"Happy as God in France.”
Many of us who lived in France learned to appreciate that German saying. There was a constant sense in Paris, my temporary home, of being in a privileged place where joy seemed always accessible. Given that good fortune, we who experienced it are mystified by the negative attitude of Americans toward the French and their enviable way of life. The thought recurs especially on days like this when France is disrupted by a nationwide work stoppage. Indeed, it happens nearly every time the U.S. news media report on political unrest involving French workers, students, immigrants, etc. Case in point: reports published last week when, as a prelude to today, students led union-supported protests against a law that would provide less security but more job opportunity for France’s young people. The labor-law furor came just a few months after immigrant young from poor suburbs triggered an outbreak of car-burning in many French cities.
A New York Times story last week expressed a general American perspective on the recurring unrest. It connected the latest economy-related crisis to France’s “rigid social-welfare system”. The country’s social programs, the article said, have a “stranglehold” on the French people. That analysis, which I do not dispute, serves an unfortunate purpose: to reinforce our reflexive disdain for countries dedicated to social protection financed by heavy taxation.
No one denies the challenge facing the French system. The near-ironclad job security it confers on workers is only the most topical of many programs it would like to scale back.. Others soon could include its excellent-but-expensive government-supported education and health care programs, and its establishment of a 35-hour work week with five to six weeks of annual vacation plus 12 paid holidays. In a globally competitive market, France is clearly having a hellish time maintaining such addictive entitlements.. “Les americains travaillent,” a French friend said to me in Paris not long ago, “les francais s’amusent.” Loosely translated, he was telling me what I already knew: that the French have a tenacious liking for their leisure. .
Under the circumstances, it is remarkable that the French people have so far successfully resisted change, refusing to let their country adopt the American model of market capitalism. Where mobilizing mass protests in the U.S. has been problematic over the last few years – even with an unpopular war – the French seem ready and eager to take to the streets by the hundreds of thousands at the slightest threat to their lifestyle. The conventional explanation is the traditional strength of their public unions, particularly in the transportation sector. Equally relevant to popular resistance is a related tradition virtually unknown in the U.S: that of worker solidarity. The principle of national solidarite – call it “one for all and all for one” - is proclaimed in the first article of the French Code of Social Security. Every manifestation is a homage to that principle.
All this being so, Prime Minister Dominique de Villepin surely knew months ago when he pledged to do whatever it would take to protect French industry that he was putting his political future at risk. France’s workers, including its middle- as well as lower-income wage-earners, want more than job security. They are seeking to head off a shift in governmental priority that would devalue the role of employees in deference to that of stockholders and managers. It is what they see happening in the U.S. And, given our industry-wide layoffs, buybacks and pension rollbacks, who can blame them for that perception?

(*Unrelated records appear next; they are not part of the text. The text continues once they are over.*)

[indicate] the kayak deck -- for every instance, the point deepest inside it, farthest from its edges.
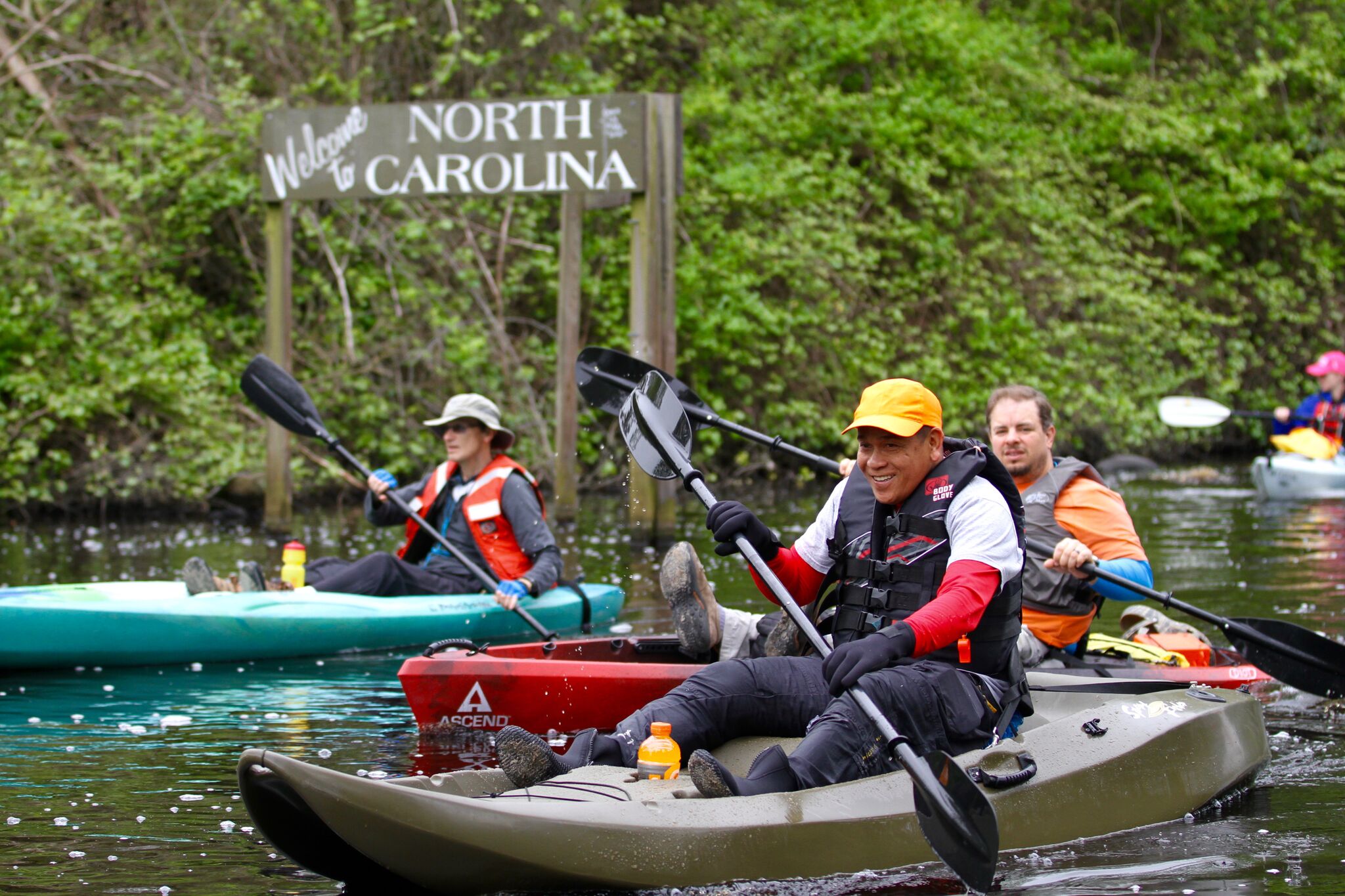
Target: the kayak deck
(152, 622)
(1161, 754)
(595, 683)
(1286, 476)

But what of our unsympathetic response to French popular rejection of changes economists say are “inevitable”? Shouldn’t the great majority of us who are jobholders be applauding this defiance of the conventional wisdom? Shouldn’t we be cheering this massive effort to maintain the respected place of the employee in the corporate order?

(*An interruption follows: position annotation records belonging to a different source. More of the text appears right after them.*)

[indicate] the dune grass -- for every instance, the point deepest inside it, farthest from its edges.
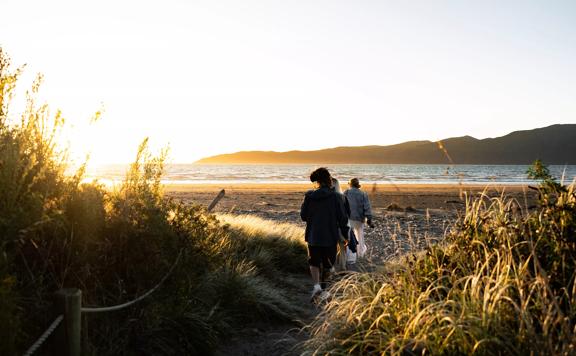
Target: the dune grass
(57, 232)
(502, 282)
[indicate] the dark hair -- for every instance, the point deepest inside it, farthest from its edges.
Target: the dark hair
(322, 176)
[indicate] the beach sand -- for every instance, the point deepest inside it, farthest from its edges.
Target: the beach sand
(407, 217)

Sure, it is hard for us to relate to a lifestyle dedicated more to free time and pleasurable pursuits than to the work ethic. But does it make sense to let our mistrust of that approach prompt us to disown it, given that most of us are on the same middle-class team? And how can we dismiss the dissident French after the way they shocked the world two years ago? Remember, it was France that then rejected a European Union treaty pushing market economics another seemingly inevitable step. Some believe the country’s current popular resistance could stall the anti-employee trend again.
The best possible result has been suggested by a respected Paris-based observer, American author and journalist William Pfaff. He sees a real chance that the French protesters will provide the impetus for a rethinking of the inevitable. Their intransigence could lead to creation of a “new…humane model” by which France – and perhaps even the U.S. - can better come to terms with the global economy.
The hopeful prospect should merit our sympathy, if not for market-related reasons, then because it’s reassuring to us as travelers. How nice to think a tourist paradise will remain much the same. That should be good news for God, too.
John Richard Starkey, a former columnist and editor for the Paris-based
Herald Tribune, is a founding partner of Perfect Pitch Communications,
a Manhattan-based political consultancy.